O moto táxi ganhou fama e espaço aos poucos em diversas cidades. Atualmente este meio de transporte tornou se uma alternativa, diante disso, cerca de 50% dos municípios brasileiros contam com esse serviço.

Para se tornar um moto taxista, o interessado deve possuir mais de 21 anos, realizar um curso que o habilite para exercer a profissão bem como possuir discriminado na Carteira Nacional de Habilitação (CNH) que exerce tal função.

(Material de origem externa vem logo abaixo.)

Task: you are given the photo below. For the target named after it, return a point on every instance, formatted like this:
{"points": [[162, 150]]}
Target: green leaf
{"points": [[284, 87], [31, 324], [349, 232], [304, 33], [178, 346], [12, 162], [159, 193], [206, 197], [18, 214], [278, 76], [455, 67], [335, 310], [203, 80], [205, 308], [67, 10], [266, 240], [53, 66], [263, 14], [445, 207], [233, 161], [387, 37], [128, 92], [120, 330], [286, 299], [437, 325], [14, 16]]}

Em Atibaia existe um ponto aberto há aproximadamente cinco meses e  que já lucra mesmo com pouco tempo de serviço. O Expresso M.A., localizado no bairro do Alvinópolis,  possui 10 motos e cada profissional faz, em média, 20 corridas por dia. “Sentimos que o aumento da gasolina não prejudicou a procura. Uma corrida que custava R$ 8,00, hoje está sendo feita por R$ 10,00, dependendo do destino”, conta Gilmar, que trabalha nesse ramo há 10 anos.

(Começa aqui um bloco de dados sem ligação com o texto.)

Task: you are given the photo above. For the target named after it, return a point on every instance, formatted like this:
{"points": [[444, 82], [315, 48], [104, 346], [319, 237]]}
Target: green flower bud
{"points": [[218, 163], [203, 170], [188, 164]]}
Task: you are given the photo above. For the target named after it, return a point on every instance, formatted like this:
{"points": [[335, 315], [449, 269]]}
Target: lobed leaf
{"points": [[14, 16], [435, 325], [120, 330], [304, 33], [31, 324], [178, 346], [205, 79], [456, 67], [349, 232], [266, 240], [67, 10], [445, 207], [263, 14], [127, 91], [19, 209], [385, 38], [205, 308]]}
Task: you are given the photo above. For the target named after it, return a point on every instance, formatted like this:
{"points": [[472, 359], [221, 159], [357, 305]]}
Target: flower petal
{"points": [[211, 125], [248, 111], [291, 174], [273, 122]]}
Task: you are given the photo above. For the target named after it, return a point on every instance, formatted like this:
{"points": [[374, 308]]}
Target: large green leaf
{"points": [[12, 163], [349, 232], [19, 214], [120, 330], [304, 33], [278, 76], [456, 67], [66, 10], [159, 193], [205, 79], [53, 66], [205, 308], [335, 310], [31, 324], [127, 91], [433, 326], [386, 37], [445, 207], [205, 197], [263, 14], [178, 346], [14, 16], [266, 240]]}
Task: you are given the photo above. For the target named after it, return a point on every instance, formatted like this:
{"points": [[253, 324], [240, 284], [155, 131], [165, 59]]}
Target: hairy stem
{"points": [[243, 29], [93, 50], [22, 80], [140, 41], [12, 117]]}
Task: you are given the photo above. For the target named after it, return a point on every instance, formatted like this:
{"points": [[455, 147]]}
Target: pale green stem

“Uso esse meio de transporte alternativo porque não tenho um carro e mesmo sendo mais caro que uma passagem de ônibus, sempre penso em usar moto taxi por ser mais ágil e rápido” conta um cliente do local.

O sucesso deste meio de transporte se dá devido a possibilidade de transportar os passageiros para qualquer local. Além disso, este tipo de transporte é acessível para todos os níveis sociais.

Geralmente o moto taxista possui uma rotina de trabalho em vários períodos, além disso, para os moradores de qualquer cidade, o moto táxi tornou-se uma necessidade cotidiana, além de ser um item reconhecido como utilidade pública, pois proporciona milhares de empregos e facilidade de transporte para a população. Diante disso, quem não possui um transporte próprio ou deseja chegar mais rápido ao seu destino o serviço o aluguel em duas rodas é a opção mais acessível.